Although, the mechanism is not entirely clear, the likely hypothesis is as follows:
*Hypokalemia causes the movement of potassium out of the cells.
*To maintain electric neutrality, H+ ions move into the cells leading to intracellular acidosis (cellular ph decreases).
*This triggers the conversion of glutamine in the proximal tubule, to NH4+ and bicarbonate.
*Ammonia (NH3+ and NH4+) is selectively, either excreted in the urine or returned to the renal venous circulation (~25-45%).
*Ammonia, that subsequently enters portal circulation, is not metabolized by the cirrhotic liver, therefore likely to precipitate encephalopathy.

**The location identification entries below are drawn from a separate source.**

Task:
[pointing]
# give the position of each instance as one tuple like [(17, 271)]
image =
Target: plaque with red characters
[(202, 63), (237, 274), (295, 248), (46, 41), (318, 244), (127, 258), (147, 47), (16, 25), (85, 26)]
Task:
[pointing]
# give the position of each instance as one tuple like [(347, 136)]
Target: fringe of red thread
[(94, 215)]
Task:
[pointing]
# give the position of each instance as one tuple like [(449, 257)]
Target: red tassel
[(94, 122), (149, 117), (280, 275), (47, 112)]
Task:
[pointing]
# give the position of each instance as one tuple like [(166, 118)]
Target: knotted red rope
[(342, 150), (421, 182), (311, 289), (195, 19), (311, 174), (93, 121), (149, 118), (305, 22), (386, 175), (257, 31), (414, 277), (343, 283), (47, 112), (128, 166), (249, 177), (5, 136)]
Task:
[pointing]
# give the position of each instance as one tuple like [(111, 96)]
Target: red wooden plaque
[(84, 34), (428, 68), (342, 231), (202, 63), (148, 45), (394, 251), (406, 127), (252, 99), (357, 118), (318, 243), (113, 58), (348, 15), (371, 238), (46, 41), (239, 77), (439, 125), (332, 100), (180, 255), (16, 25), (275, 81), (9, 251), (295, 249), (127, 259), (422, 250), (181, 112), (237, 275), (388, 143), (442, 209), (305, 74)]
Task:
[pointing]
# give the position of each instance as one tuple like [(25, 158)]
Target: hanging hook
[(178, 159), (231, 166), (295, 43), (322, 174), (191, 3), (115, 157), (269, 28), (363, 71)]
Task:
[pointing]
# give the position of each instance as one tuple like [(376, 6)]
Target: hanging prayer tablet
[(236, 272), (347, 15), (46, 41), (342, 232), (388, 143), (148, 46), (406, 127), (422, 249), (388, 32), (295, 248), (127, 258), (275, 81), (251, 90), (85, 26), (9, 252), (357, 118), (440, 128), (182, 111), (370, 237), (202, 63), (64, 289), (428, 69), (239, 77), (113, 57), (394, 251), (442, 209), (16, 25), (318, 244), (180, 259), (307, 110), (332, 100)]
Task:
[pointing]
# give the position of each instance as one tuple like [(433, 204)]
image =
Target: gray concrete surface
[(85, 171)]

Conversely, high potassium levels may be protective by reducing the risk of hepatic encephalopathy. Although, somewhat speculative, this may happen in two ways
- Hyperkalemia may decrease total ammonia production in the proximal tubule by increasing intracellular ph and thereby impairing ammoniagenesis.
- Potassium competes with NH4+ for absorption by the NKCC2 transporter at the thick ascending limb of loop of henle, thereby reducing ammonia accumulation (read ammonia trapping) in the medullary interstitium and hence less ammonia available for absorption in the systemic circulation.
In an interesting study done by Zavagli et al, patients with higher potassium levels (5.4-5.5 meq/l) had a much better survival and less hepatic encephalopathy episodes as compared to patients with lower potassium levels (3.4-3.5meq/l).
While I certainly do not recommend ignoring severe or symptomatic hyperkalemia in liver cirrhosis patients, educating physicians about aggressive correction of hypokalemia, rather than mild hyperkalemia, may serve these patients best.